Understanding High Deductible Health Plans

Beginning 2025-2026, Colorado College will be offering a new health care plan option- a high deductible health care plan. This new option can help some CC employees save on their health care costs, but it isn't for everyone. Below is some information about this new option.

What is a high deductible health care plan?

A high deductible health plan allows you to save money on your premiums and save them in a Health Savings Account. While the premiums are lower, the out-of-pocket costs for specific health care can be higher. However, the money in the health savings account is tax-advantaged (Health Savings Account FAQ) and you can save for future health care costs with this tool. 

Essentially, a high deductible health plan is a low premium health plan and a low deductible health plan is a high premium plan. 
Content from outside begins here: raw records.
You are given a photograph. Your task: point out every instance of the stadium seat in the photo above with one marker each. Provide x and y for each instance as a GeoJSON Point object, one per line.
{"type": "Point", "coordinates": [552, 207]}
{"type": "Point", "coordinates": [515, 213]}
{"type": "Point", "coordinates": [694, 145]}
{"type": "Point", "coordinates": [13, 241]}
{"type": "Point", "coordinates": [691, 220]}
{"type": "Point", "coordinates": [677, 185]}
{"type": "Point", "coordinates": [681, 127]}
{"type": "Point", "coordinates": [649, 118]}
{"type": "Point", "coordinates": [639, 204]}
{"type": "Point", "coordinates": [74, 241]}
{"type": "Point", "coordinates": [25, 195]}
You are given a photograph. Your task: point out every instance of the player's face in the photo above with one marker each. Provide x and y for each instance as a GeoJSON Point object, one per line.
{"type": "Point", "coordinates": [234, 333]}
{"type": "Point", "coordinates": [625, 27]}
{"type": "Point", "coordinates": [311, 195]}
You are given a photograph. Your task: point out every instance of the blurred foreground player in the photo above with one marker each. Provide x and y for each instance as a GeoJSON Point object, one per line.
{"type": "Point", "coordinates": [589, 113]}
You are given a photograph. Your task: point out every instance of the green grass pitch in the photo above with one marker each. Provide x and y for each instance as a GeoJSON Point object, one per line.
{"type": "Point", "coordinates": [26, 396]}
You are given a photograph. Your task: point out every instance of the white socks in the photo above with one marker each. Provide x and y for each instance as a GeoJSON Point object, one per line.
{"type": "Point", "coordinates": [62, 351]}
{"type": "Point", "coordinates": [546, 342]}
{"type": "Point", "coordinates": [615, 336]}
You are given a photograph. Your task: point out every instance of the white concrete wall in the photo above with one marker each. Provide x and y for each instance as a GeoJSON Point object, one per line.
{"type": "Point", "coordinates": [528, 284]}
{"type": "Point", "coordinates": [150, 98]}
There is a lot of fine print, so feel free to reach out to HR@coloradocollege.edu to talk about your options.

 

 

Health Plan Terms

Terms used in health care plans
Term

Definition

Premium

Your portion of the monthly insurance payment (CC pays an additional 80% of premiums for employees).

Deductible

The amount that you pay out of pocket before insurance begins to covers costs.

Copay

A set amount of money you pay for a particular service, such as $40 each time you see a specialist. These do not accrue against your deductible, but do count for your out-of-pocket max.

Coinsurance

Payments you make for medical services after you’ve hit the deductible. Coinsurance is a percentage of the approved service cost, such as 20% of the cost of an office visit.

Out-of-pocket maximum

How much you spend in a year before 100% of costs are covered by the plan.

2025-2026 Medical Plan Rates

Price differences between PPO and High Deductible Plans
Characteristics PPO 25-26 Employee Premiums HDHP 25-26 Premiums
In-network deductible $750/$1,500 $2,000/$4,000
Out-of-network deductible $1,500/$3,000 $4,000/$8,000
In-network coinsurance 15% after deductible 20% after deductible
In-network max out-of-pocket $3,500/$7,000 $4,000/$8,000
Out-of-network max out-of-pocket $7,000/$14,000 $8,000/$16,000
Preventative (in-network) Paid at 100% Paid at 100%
Employee $163.12 $112.56
Employee + Spouse $334.38 $230.74
Employee + Child(ren) $301.76 $208.22
Employee + Family $464.86 $320.76

Savings plan differences

Flexible Savings Account Health Savings Account
Both plans let you save tax-free for qualified medical expenses
Available with PPO plan Available with High Deductible plan
Save a maximum of $3,300 Saving a maximum of $4,300 per year for individual, $8,550 for a family
Doesn't roll over- you have to get the number just right Rolls over- can continue to add over time for a "rainy day" fund.
Money is forfeited if you leave CC You can keep it if you leave CC or retire

Who might benefit from which plan?

CC is not able to give tax advice, but in general, you might benefit from the different plans if:

Differences between FSA and HSA savings plans
PPO (Low Deductible) High Deductible
You see a doctor frequently for a chronic condition You're healthy and rarely seek medical care for illness or injury
You take multiple prescription drugs, or one that's very expensive You can afford to pay your deductible upfront or within 30 days of received a bill for that amount if a medical surprise comes up.
You or your children play sports, especially those with a high risk of injury. You have the means to make significant contributions to your HSA.
You can't afford the high deductible. You are interested in an HSA to save or invest money.
You think you might need significant out-of-network care.